Split Column by Digit to Non-digit

Power BI MCSA Certification Training Tips – Part 10: Split Columns by Digit to Non-digit

To obtain your MCSA: BI Reporting you need to pass two exams: 70-778 (Analyzing and Visualizing Data with Power BI) and 70-779 (Analyzing and Visualizing Data with Excel). However, there is a huge overlap between the two exams resulting from the common BI features found in both Power BI and Excel: namely data modelling using the DAX language; and data connection and transformation using the M language.

We, at G Com Solutions, recommend to the clients to whom we supply Power BI Training that they prepare for both exams simultaneously and then sit both exams on the same day. We also run a 5 day Power BI MCSA Certification Prep course in London which includes both exams 70-778 and 70-779.

In this series of blog posts, we will be examining some of the key features of Power BI, Power Pivot and Power Query which you will need to master in order to pass the two exams.

This topic, which applies equally to exam 70-778 and 70-779, relates to the splitting of columns which contain more than a single piece of information which need to be split into their own columns.

The Split Columns command in the Query Editor is very similar to Microsoft Excel’s Text to Columns feature. It allows you to split a column using a delimiter or by a set number of characters.

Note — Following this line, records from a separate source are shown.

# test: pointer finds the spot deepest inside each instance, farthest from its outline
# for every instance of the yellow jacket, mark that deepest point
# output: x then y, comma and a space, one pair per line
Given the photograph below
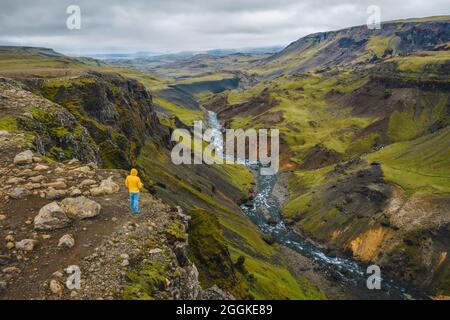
133, 182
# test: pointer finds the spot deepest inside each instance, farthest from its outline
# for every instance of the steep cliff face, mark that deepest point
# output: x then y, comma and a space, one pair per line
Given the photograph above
361, 45
117, 113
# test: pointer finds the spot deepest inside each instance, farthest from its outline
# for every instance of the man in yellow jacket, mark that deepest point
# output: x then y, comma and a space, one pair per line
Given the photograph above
134, 185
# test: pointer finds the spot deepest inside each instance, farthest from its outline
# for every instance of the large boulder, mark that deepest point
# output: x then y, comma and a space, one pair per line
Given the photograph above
25, 157
51, 217
107, 186
19, 193
80, 207
53, 194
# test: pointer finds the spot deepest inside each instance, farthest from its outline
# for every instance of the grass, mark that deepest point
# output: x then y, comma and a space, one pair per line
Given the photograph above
378, 44
187, 116
418, 61
9, 123
420, 165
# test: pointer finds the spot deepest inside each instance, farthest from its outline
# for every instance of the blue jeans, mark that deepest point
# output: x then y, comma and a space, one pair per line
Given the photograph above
134, 202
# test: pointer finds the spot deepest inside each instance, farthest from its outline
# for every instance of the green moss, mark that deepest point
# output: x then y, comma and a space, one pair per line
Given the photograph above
362, 145
443, 287
420, 165
208, 250
176, 229
146, 279
269, 280
9, 123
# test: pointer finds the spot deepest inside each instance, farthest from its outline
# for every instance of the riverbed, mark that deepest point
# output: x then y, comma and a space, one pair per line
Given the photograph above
264, 211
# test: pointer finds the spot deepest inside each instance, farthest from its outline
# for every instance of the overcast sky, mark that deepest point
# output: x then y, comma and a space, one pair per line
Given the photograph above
181, 25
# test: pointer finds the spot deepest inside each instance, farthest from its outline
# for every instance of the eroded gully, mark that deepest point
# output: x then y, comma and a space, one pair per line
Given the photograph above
264, 211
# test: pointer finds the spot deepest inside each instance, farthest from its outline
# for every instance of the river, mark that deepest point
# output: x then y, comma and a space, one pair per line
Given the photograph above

There are now a number of different options as to how the split will take place. The classic methods (which mirror the options available inExcel’s Text to Columns command) are by Delimiter and by Number of Characters. However, in addition, we now have a number of additional options including the very useful Split Column by Digit to Non-digit and Split Column by Non-digit to Digit. These options are useful where you have multiple items of data in the same column with no delimiters and where the number of characters in each of the nested data items is inconsistent.

Consider the following example, where the first thing we can do is to promote the header “Customer Ref”: Transform > Use First Row as Headers.

If we examine the Customer Code, we can see it consists of three parts: first we have a customer ID; then we have a two-letter country code; and, finally, a four-character business sector code.

The problem here is that the number of characters in the first component varies: it can be five, six or seven digits. This means that we cannot use the Split by Number of Characters option. However, we can use the command Split Column by Digit to Non-Digit (available in the Home Tab of the Ribbon as well as in the context menu which appears when you right-click on the column heading).

We can then use the reverse command (Split Column by Non-digit to Digit), on the second column, to split the two remaining nested data elements: the country code and the business sector code.

The Split Column by Digit to Non-digit and Split Column by Non-digit to Digit commands produce steps called Split Column by Character Transition.

The final step is to rename the columns: “Customer Code”, “Country Code” and “Sector Code”.

Having extracted Country Code and Sector code into separate columns, we could then go on to use them to create relationships with our Countries and Sectors tables as shown below.